В камеру за Ребровым пришли, выдали его одежду. Усадили в машину и повезли в центр. По обе стороны от Реброва сидели два хмурых комсомольских упыря, гладких и накачанных.
Подъехал к дому в Плотниковом переулке, сопровождающие ввели Реброва в обыкновенный подъезд обыкновенного дома, испещренный матом на облупленных стенах, окропленный мочой десятков кошачьих поколений, гниющий и сопротивляющийся умиранию.

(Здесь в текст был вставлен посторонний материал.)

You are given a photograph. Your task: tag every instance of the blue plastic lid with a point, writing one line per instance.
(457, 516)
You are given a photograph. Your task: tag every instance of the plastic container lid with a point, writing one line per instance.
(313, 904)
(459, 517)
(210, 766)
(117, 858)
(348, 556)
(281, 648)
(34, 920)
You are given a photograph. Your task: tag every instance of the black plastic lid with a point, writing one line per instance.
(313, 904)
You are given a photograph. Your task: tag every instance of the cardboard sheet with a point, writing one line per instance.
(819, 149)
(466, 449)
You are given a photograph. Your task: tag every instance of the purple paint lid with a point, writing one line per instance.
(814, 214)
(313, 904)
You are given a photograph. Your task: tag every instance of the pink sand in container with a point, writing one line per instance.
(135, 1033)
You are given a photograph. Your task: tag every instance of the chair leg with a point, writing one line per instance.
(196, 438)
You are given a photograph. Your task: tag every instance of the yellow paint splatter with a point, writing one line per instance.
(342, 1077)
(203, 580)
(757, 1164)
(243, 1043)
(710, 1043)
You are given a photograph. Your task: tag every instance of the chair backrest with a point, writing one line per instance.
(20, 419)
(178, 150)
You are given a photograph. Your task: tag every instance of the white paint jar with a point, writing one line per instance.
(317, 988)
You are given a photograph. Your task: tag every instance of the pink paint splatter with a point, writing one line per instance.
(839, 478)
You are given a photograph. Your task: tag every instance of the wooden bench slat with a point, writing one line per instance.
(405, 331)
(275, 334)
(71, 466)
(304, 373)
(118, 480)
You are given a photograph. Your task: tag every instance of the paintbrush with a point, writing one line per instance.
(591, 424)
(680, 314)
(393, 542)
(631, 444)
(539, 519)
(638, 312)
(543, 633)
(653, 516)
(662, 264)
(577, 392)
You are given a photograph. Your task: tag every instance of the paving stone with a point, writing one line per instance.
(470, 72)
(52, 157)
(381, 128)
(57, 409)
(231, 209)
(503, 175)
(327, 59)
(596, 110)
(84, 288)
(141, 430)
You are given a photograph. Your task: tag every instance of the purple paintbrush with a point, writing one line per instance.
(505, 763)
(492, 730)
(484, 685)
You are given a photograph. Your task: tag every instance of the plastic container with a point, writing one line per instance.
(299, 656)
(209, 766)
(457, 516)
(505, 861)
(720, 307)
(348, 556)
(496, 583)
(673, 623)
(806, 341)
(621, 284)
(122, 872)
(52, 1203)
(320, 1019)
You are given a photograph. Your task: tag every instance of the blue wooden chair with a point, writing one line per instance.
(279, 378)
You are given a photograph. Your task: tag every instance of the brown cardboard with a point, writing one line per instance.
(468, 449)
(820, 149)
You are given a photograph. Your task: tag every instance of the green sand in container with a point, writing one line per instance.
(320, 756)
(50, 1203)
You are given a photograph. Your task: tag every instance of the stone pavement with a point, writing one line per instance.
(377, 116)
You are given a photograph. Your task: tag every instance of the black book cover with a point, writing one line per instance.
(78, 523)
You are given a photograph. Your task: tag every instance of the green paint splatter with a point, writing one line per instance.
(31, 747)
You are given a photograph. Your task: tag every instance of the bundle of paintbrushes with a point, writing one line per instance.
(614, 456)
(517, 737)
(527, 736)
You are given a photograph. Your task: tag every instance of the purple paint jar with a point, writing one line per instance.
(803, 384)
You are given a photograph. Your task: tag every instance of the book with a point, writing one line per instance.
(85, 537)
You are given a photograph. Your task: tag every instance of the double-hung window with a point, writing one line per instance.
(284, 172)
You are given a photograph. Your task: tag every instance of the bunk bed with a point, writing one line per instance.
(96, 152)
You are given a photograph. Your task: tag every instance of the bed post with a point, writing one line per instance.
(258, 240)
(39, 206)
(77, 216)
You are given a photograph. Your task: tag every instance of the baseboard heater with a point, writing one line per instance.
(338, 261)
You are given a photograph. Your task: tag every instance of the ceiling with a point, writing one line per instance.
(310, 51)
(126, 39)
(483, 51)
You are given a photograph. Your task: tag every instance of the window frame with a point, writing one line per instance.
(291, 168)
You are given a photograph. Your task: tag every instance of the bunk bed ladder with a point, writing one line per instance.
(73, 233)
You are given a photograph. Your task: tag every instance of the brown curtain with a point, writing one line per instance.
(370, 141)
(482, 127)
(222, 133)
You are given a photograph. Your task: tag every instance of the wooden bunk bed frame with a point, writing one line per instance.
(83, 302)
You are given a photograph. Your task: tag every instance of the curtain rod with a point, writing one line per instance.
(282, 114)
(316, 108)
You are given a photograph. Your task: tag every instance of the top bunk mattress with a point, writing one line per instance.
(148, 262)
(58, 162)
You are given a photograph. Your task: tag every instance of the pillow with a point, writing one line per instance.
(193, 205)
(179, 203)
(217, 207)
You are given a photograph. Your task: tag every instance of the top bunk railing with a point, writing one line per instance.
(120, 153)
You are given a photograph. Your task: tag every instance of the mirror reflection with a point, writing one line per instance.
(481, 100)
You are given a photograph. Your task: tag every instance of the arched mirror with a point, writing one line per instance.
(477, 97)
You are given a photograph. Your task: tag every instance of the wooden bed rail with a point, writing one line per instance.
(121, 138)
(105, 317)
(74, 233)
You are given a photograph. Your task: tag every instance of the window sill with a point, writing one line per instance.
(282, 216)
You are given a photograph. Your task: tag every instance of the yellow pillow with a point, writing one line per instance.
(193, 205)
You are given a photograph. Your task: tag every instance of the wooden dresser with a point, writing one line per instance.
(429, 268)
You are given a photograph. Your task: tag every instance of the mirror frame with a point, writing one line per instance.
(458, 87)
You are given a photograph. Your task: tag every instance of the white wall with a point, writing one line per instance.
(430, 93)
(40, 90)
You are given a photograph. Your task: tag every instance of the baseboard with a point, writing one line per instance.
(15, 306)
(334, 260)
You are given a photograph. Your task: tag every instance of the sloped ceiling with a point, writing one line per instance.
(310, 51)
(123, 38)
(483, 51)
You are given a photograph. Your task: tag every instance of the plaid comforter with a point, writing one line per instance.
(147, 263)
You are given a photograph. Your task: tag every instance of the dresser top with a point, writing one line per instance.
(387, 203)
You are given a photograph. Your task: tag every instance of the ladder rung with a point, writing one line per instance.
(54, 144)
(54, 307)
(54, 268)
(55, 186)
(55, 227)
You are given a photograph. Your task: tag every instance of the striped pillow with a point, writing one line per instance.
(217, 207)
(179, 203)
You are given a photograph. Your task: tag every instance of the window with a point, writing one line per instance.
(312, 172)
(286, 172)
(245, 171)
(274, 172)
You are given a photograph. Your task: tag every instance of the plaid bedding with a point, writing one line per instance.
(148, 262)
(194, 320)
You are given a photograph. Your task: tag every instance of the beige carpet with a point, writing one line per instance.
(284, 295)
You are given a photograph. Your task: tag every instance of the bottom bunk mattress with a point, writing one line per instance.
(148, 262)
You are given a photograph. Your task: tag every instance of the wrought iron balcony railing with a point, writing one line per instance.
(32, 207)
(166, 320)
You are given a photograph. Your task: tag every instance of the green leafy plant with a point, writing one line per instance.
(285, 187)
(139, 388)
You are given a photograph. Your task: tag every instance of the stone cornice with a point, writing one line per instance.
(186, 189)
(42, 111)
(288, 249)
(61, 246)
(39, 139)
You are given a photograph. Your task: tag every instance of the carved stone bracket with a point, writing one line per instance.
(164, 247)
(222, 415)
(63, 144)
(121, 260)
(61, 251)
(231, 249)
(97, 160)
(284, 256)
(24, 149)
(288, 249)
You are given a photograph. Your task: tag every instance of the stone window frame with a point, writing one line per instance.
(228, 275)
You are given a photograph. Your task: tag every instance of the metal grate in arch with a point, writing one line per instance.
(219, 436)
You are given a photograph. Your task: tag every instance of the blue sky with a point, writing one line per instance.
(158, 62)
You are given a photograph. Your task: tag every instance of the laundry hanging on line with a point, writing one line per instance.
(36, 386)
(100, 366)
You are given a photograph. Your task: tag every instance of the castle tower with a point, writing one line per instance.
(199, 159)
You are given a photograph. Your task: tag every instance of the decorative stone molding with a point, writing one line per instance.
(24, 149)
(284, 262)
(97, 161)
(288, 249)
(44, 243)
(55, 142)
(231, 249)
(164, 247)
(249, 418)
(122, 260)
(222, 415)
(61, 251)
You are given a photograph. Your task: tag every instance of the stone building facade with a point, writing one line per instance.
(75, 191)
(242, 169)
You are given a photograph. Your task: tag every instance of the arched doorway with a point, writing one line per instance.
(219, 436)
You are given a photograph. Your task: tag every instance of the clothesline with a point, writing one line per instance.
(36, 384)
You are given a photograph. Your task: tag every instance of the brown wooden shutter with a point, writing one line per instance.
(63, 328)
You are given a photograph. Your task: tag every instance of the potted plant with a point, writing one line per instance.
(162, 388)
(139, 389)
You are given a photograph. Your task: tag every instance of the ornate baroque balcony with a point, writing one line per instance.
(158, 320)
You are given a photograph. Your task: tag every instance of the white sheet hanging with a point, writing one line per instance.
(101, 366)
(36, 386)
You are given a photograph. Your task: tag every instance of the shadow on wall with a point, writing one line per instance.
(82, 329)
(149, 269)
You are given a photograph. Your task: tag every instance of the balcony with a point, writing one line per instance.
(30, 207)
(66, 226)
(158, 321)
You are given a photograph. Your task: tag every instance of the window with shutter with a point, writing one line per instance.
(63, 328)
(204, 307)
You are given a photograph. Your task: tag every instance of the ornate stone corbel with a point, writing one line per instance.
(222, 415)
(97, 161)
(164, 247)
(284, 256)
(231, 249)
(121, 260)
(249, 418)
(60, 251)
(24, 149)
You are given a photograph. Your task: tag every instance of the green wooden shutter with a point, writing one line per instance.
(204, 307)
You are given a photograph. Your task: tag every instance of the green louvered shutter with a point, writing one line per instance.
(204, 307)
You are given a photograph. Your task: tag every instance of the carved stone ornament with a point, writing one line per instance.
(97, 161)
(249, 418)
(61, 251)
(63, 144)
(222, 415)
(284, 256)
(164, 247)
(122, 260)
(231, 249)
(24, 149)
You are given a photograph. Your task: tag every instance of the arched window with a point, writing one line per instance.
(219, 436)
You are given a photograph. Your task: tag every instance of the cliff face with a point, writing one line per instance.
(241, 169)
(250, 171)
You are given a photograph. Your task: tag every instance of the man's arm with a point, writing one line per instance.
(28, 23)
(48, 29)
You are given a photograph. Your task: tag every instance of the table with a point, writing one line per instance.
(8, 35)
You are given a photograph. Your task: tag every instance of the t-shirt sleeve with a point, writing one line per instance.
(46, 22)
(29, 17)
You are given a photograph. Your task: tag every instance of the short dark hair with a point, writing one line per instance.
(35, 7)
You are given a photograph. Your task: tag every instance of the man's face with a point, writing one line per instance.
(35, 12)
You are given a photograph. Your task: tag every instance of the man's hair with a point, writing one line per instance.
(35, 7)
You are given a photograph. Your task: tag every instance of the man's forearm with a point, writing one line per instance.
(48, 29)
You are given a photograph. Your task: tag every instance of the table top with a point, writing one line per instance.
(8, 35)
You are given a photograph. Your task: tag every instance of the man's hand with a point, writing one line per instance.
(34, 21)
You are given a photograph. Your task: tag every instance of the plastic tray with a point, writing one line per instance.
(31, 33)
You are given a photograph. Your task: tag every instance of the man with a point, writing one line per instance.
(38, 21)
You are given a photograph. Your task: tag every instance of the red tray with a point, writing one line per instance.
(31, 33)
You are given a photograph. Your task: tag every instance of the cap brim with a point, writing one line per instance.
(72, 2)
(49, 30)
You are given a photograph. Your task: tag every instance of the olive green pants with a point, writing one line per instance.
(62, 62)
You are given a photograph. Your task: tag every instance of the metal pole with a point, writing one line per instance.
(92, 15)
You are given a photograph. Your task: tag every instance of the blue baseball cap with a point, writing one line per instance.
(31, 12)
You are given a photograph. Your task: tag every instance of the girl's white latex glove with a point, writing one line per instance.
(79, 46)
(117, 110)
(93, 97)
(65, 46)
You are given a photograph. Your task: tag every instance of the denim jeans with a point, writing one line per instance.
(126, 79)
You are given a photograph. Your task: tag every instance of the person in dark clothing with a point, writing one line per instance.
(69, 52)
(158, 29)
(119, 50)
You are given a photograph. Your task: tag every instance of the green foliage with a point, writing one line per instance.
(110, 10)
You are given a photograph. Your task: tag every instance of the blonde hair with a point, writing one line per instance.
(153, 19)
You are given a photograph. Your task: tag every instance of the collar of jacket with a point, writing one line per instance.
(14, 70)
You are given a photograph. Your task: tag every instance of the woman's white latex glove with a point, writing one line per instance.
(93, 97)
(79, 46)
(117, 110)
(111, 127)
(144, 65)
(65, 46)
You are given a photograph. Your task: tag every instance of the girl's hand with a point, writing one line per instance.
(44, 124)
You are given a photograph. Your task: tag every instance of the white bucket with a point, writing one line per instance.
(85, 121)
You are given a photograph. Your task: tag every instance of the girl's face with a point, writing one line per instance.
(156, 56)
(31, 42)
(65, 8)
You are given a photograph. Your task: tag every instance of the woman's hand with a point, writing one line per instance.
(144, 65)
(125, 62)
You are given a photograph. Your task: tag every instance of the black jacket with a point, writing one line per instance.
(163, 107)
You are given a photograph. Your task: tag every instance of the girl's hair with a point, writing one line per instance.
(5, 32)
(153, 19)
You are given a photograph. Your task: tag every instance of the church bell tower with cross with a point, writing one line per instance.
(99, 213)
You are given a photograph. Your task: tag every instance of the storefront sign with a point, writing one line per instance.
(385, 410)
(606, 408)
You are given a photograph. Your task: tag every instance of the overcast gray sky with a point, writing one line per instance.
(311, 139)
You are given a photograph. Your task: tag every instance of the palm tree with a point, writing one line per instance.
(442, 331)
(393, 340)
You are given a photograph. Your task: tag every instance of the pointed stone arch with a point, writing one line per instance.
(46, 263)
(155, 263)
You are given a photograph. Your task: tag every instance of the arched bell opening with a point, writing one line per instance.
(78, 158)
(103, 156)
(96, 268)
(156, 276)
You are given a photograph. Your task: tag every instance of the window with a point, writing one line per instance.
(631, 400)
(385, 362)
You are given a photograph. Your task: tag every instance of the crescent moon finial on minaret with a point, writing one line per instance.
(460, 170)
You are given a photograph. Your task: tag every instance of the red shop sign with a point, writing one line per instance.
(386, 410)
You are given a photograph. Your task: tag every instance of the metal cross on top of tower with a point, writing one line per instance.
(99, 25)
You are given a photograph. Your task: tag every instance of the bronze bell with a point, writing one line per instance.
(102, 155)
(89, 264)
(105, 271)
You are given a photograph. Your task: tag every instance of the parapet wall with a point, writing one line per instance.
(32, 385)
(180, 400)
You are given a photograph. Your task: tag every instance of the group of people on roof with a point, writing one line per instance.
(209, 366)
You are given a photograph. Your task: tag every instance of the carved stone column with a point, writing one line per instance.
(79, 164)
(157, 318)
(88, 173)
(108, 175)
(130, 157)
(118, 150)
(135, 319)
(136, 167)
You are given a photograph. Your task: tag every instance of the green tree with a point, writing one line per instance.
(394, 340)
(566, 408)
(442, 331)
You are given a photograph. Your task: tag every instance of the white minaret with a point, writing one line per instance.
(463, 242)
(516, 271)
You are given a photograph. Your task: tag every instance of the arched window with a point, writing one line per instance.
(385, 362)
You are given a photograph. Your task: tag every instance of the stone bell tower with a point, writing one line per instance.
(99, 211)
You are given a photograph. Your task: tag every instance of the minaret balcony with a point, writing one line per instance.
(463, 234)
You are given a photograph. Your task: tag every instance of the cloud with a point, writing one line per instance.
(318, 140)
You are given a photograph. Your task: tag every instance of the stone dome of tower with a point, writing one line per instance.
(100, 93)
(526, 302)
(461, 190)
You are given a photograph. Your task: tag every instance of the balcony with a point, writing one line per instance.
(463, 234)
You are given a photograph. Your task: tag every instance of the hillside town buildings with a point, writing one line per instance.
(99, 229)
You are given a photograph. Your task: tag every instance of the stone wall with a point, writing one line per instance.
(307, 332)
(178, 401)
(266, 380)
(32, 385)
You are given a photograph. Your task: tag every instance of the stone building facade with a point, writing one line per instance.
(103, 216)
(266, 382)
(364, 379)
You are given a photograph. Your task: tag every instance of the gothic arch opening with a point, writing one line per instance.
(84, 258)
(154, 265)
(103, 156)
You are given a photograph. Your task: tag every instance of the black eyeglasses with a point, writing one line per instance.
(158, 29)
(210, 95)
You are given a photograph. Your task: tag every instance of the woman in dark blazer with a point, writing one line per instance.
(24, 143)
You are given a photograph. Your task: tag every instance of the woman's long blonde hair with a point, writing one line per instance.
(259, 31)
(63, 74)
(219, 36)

Поднялись на шестой этаж, позвонили, дверь открыли... В прихожей, приветливо встречая, стоял подполковник Грубинский. Ребров вошел, сопровождающие обменялись с начальником парой слов и... исчезли по немудренным гэбэшным делам: выпить, забежать к знакомым девкам в подсобки, разжиться редким товаром почти за так - все ж власть заявилась.
В конце коридора Ребров заметил незнакомую женщину с седым пучком на затылке, промелькнувшую бесшумно и похоже, опечаленную тем, что в нарушение просьбы-приказа попалась на глаза. Ребров знал, что у комитета в центре сотни квартир, хозяева коих когда-то попали в тенета бойцам вооруженного отряда партии, да так и не выскочили из силков.
Грубинский поддержал Реброва за локоть, провел в большую, давно не ремонтированную комнату. За столом сидела мать...
Мать и сын обнялись, подполковник тактично отошел к окну, то ли высматривая машину своих орлов, то ли пытаясь понять, как не зачахли цветы на окне, неизменно обращенном в темный каменный колодец.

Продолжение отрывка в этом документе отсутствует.